To me, the thought of no longer experiencing mental pain is in some ways quite pleasurable. I guess this is what people feel to some extent when they want to end their life.
Some days I feel like I don’t want to die, but I also don’t want to live.
Well, most of the time I’m not really living, I’m just existing. Existing in a world of wrongs and rights, but where the wrongs are so overpowering that nothing seems worth it. I’m blanketed in that black fog once again, and no matter how bright my fog lights are, I just can’t seem to see clearly, let alone find the right path for my journey.
A few months back on an ordinary Thursday morning, I was sat in my car, too terrified to move incase I even thought about hurting myself. I sobbed and sobbed endlessly on my steering wheel, just wanting to be out of this situation, out of this mindset.
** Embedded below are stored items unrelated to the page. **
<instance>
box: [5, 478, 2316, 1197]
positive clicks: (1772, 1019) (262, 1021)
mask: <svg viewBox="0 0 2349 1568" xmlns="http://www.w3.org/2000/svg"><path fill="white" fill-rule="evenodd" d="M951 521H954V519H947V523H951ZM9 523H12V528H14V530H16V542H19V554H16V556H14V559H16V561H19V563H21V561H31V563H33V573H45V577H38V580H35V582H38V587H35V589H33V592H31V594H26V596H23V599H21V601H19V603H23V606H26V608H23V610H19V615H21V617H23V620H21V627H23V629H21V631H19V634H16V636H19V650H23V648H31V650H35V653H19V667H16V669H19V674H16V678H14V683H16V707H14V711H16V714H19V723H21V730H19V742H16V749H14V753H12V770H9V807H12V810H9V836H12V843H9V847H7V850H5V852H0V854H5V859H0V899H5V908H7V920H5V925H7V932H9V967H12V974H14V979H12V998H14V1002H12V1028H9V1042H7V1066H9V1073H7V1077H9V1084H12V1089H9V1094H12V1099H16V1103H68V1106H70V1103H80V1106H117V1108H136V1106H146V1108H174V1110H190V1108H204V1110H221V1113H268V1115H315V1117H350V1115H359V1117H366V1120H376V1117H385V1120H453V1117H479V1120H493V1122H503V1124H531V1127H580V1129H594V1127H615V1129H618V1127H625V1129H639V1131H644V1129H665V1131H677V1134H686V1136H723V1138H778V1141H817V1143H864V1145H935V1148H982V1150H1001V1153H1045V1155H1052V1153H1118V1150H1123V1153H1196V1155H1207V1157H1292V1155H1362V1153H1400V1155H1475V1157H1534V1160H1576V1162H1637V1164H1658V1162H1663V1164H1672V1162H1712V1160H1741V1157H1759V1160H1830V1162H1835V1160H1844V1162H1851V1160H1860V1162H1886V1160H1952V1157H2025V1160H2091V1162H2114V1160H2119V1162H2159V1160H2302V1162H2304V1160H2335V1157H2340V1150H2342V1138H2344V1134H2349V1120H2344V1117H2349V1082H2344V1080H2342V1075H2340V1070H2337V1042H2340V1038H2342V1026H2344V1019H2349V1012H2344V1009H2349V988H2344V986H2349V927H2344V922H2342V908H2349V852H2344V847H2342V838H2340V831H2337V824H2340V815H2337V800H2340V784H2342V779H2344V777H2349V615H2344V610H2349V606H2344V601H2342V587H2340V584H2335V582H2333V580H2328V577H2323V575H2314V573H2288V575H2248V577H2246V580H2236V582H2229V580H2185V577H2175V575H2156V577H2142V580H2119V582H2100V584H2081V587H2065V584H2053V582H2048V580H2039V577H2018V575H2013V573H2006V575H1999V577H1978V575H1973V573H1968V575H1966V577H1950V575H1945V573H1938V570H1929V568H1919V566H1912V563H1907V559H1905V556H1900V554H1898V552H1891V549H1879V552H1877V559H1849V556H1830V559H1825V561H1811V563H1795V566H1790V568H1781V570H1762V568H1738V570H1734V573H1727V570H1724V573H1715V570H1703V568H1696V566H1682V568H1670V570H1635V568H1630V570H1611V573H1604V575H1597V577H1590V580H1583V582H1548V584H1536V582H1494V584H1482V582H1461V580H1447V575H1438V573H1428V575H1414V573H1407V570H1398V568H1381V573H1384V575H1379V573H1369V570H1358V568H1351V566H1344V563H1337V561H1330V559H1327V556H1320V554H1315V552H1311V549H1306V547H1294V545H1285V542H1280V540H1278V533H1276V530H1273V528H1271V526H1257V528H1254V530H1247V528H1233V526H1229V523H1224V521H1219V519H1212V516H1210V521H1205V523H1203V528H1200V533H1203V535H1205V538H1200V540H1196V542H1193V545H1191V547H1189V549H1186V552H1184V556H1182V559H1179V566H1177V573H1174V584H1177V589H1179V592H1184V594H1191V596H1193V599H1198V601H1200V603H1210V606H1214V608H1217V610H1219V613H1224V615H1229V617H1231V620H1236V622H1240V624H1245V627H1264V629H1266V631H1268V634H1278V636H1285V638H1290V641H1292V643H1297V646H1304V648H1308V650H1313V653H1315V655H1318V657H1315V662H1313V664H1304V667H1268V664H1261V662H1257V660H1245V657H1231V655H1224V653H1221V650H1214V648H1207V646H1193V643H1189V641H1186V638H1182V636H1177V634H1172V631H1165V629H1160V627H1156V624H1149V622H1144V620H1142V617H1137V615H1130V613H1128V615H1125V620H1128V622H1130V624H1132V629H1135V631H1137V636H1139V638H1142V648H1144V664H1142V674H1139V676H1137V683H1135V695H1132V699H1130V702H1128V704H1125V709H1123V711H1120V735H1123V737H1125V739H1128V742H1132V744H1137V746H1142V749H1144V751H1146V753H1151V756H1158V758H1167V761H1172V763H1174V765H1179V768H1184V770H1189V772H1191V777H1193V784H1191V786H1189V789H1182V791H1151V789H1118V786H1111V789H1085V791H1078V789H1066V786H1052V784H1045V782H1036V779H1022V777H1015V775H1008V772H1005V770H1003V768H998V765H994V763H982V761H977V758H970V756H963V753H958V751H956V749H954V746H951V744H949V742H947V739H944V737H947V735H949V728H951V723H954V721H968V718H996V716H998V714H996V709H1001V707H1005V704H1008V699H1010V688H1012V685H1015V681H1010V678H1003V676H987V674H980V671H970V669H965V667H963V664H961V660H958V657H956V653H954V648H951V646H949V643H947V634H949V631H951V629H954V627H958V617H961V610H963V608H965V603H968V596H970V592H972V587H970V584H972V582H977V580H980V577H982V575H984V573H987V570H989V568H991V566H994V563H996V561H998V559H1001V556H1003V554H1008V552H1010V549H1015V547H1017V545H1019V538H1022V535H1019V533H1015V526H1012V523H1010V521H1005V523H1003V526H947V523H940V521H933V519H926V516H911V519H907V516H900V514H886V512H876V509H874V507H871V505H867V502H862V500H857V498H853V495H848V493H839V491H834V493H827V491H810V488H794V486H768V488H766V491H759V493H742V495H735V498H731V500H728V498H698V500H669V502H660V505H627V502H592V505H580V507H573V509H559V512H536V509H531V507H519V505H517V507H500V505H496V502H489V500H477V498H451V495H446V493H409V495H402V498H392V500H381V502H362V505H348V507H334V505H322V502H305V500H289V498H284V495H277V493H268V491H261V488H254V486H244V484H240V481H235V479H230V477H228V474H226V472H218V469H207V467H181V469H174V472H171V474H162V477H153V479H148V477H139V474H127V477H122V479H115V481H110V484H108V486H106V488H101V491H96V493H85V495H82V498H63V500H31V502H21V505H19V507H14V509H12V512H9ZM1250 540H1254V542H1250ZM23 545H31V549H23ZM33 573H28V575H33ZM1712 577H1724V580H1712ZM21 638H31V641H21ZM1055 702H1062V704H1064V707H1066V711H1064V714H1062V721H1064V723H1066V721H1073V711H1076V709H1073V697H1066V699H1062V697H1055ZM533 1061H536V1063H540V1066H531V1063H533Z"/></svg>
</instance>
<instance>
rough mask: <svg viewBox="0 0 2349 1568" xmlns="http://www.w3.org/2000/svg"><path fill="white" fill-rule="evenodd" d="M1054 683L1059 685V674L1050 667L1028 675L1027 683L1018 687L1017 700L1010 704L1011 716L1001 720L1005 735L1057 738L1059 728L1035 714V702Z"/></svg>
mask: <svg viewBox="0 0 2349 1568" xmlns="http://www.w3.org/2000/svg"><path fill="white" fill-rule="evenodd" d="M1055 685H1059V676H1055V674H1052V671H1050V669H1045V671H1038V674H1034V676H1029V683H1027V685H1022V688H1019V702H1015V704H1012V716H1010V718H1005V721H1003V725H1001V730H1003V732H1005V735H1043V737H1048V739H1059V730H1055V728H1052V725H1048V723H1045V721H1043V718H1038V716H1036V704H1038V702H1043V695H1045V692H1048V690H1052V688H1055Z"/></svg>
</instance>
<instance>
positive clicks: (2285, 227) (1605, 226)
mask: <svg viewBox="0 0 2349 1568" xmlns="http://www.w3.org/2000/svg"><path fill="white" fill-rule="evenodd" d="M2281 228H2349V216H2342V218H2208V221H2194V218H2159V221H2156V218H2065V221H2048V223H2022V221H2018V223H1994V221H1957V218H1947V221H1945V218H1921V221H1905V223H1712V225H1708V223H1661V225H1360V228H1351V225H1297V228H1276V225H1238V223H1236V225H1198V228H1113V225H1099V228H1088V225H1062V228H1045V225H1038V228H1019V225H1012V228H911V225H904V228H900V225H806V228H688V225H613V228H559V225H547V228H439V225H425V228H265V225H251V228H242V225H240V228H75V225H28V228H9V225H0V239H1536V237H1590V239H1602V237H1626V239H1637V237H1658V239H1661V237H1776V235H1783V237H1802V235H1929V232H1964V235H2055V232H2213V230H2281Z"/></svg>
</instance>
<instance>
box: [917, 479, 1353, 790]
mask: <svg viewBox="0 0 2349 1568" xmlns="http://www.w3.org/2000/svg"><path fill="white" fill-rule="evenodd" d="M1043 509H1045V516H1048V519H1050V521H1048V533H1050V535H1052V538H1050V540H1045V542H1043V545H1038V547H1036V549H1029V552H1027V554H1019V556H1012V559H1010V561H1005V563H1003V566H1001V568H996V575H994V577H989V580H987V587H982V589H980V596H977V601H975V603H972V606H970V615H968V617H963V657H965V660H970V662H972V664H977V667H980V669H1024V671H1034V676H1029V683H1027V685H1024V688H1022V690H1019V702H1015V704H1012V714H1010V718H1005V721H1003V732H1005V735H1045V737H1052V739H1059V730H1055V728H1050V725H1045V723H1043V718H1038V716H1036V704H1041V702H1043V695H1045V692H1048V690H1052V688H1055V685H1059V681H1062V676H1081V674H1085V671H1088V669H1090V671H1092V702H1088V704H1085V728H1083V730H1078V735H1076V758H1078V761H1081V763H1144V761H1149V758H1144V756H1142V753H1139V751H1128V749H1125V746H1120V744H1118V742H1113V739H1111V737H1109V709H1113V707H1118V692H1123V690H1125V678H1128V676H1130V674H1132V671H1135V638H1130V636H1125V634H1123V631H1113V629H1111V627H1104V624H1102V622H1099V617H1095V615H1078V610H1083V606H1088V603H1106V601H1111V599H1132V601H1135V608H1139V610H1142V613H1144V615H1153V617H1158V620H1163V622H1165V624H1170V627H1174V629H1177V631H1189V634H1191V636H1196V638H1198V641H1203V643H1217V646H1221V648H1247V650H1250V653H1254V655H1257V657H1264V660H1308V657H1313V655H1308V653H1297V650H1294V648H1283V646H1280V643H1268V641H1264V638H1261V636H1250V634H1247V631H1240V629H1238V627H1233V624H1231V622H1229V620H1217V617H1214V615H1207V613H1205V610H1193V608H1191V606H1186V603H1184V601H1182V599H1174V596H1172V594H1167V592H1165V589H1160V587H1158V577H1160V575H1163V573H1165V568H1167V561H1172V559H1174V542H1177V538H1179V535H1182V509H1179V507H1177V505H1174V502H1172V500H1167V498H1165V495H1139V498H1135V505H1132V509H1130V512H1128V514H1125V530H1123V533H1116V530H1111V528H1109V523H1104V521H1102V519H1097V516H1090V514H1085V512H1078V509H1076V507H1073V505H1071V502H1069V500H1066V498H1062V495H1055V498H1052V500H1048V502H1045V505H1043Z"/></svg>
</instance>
Painfully wanting to be under my duvet at home, where everything seemed rosy. I’d have done so much to extract myself from that state, that place, that circumstance.
Looking back at it now, I kick myself for how silly it was to think like that, but I also feel guilty and ashamed.
Recently, however, I’ve seen these thoughts from a different side. Last month, I lost a friend to suicide. A kind, generous, warm-hearted person who loved fishing and carpentry and seemed to be full of life. I know deep down that he was in a lot of pain, but we helped each other through. The last time I saw him was the night before he died. Surrounded by people and music and cherished loved ones, we hardly spoke, but I felt a sense of acknowledgement in the air between us, like we understood how the other was feeling with words unspoken. I’m using all my conceivable energy right now to try to avoid writing “I just wish” or “what if”, but at the end of the day I am a human being after all, tapping keys on a computer with a hugely complicated brain and normally very negative ways of thinking inside my head. I guess what I’m trying to say is that I didn’t realise he was feeling that low. I didn’t realise, no-one realised, and that’s the problem.
A few days after he passed, me and my partner got a tattoo of the hand stamp which was the door entry for the gig that last night we saw him. It’s a tiny anchor on our wrists that remind us to keep in contact with those who are struggling, ask them how they are, and take care of them if we can. I feel like I’ve never known anything so important in my life than this piece of information, hence why I got it permanently drawn on my body. A small, constant reminder to just be there. I’ll never know what or who it might help in the future, but just the fact that it might help is enough.
The funeral was the day I finally realised how many people loved and cared for him. The decision to take his life has left a family without a son, a brother, an uncle, a cousin, a nephew, a fiancé. As heartbreaking as this situation is right now, I really believe it will make me a much stronger, good-willed, clearer-thinking individual, and I am determined to let his spirit live out through everything I do.